Los visitantes se fueron y Garduño acabó en la calle, donde tropezó y cayó de bruces. Corrió en vano para alcanzar a sus padres. Se recargó contra un muro del Instituto y procuró calmarse, pero la desesperación lo doblegó. Lloró amargamente, cabizbajo. De pronto sintió una mano en su hombro. Era Bringas, joven zacatecano que se había ordenado hacía meses. Mataba el tiempo aconsejando espiritualmente a alumnos problemáticos.
—Nada hay que no tenga remedio —dijo.
—¿Eh?
—¿No confías en el Fundador? ¿En dónde está tu fe?
Garduño no replicó. Se dejó guiar por Bringas hacia una puerta trasera, que él jamás había visto. Entraron en un traspatio y luego en una cocina enorme. Garduño coligió que pisaba el suelo de la misteriosa Casa de la Orden. Siempre con un brazo en los hombros de Garduño, Bringas se encaminó hacia una puerta arcana, que se abrió sobre amplios escalones perdidos en la oscuridad.
—Aquí te sentirás mejor —dijo Bringas, encendiendo una luz tenue que apenas iluminó el camino.
Pasmado, Garduño se adelantó, bajó un par de escalones y volvió la vista hacia atrás. Su cicerone cerró la puerta y luego lo enfrentó, sonriendo.
El resto del día pasó sin eventualidades. No faltaron los sarcasmos de los profesores, destinados a denigrar a los oyentes, pero no originaron grescas. Por la tarde, Dávila y Cano se reunieron con los integrantes del Consejo Superior para tratar el caso de Garduño. Zamudio dio santo y seña de Cobos, el camarógrafo que captara el suceso. Al día siguiente, Cobos perdió la primera clase con tal de entregar la cinta probatoria y recibir una amonestación verbal y física por parte de Cano y Dávila. El video fue visto una y otra vez. Dávila, también secretario de acuerdos del Consejo Superior, apuntó los nombres de quienes aparecían en las imágenes y fijó las fechas en que comparecerían para atestiguar. Entretanto, Cano hablaba con los padres de Garduño.
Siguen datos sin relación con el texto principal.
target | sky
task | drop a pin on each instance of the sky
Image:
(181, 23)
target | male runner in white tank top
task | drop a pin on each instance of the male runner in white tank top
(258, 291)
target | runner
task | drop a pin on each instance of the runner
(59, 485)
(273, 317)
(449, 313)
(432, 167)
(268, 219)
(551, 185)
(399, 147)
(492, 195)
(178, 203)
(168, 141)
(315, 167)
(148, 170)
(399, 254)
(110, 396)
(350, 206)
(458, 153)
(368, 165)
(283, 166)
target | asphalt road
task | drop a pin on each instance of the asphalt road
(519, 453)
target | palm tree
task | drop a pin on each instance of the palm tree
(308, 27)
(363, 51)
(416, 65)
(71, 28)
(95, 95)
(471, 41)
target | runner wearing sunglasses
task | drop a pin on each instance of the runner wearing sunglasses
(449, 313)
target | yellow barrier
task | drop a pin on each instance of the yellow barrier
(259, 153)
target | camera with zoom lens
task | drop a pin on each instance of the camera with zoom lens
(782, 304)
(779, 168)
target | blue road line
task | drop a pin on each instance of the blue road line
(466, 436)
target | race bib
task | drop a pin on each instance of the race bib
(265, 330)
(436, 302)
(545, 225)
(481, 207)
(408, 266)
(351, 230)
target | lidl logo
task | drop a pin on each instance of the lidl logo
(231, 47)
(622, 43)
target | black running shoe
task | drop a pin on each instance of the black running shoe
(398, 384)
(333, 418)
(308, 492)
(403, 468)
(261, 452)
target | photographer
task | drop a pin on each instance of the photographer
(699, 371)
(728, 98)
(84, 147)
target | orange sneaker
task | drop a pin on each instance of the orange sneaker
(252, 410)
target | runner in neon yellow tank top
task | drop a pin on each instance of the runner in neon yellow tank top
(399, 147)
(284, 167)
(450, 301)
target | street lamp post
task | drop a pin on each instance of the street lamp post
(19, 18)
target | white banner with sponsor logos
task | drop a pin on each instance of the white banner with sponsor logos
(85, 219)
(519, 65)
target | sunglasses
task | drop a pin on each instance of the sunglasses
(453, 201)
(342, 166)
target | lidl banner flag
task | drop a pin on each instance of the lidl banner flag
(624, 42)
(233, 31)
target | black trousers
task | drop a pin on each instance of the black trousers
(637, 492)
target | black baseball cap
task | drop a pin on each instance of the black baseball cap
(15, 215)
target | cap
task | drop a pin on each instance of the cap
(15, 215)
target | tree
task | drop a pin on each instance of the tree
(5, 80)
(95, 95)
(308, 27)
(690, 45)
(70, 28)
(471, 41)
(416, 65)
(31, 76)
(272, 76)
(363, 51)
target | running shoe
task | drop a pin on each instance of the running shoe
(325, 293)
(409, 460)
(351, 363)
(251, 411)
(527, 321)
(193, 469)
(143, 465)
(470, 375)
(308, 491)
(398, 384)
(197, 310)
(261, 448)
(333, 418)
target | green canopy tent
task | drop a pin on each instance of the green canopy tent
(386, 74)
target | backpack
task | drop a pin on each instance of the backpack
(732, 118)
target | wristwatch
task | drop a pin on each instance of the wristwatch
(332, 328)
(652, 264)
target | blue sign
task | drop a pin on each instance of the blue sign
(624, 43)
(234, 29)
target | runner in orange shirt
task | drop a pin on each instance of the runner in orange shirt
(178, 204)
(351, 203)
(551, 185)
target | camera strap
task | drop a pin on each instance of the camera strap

—¿Que no llegó ayer? —preguntó.
—Como lo oye —dijo la madre—. Al principio nos preocupamos y lo buscamos afuera del Instituto, pero al final convinimos en que, con tal de llamar la atención, se había marchado a otra parte.
—¿Adónde, señora? ¡Lo necesitamos aquí!
—No se moleste. Sin duda se refugió con su prima Emilia. Ella siempre tolera sus desplantes.
—Pues localícelo, señora. ¡El Consejo celebrará sesión mañana!
—¡Que el Fundador nos ampare! Enseguida llamaré a Emilia.
—¡Mejor vaya personalmente, señora!
—Como usted diga.
Los padres de Garduño descubrieron que ni Emilia ni nadie más habían visto a Garduño desde hacía nueve meses. Apenas preocupados, los padres discutieron el asunto con Cano y Dávila. Con tal de evitar una campaña mediática que desprestigiaría al Instituto, convinieron en no apelar a las autoridades. Decidieron esperar, sobre la base de que los conflictos conductuales de Garduño lo habían impulsado a extraviarse a propósito.
—Estoy seguro de que no tardará en volver con ustedes —dijo Cano—. No sobreviviría solo en la ciudad.
—Tiene usted razón —dijeron los padres al unísono.
—¿Aplazaremos la fecha de discusión del asunto? —preguntó Dávila.
—Mañana lo decidiremos en Pleno —advirtió Cano.
Garduño no reapareció. Sus padres y la Orden difundieron que el infeliz había perdido la razón, como lo habían demostrado sus actos aquella mañana, así que había sido preciso internarlo en un manicomio. Sin embargo, su colegiatura siguió pagándose.
Las copias del video, hechas por Cobos por si la Orden le quitaba el original, circularon a buen precio por muchas manos.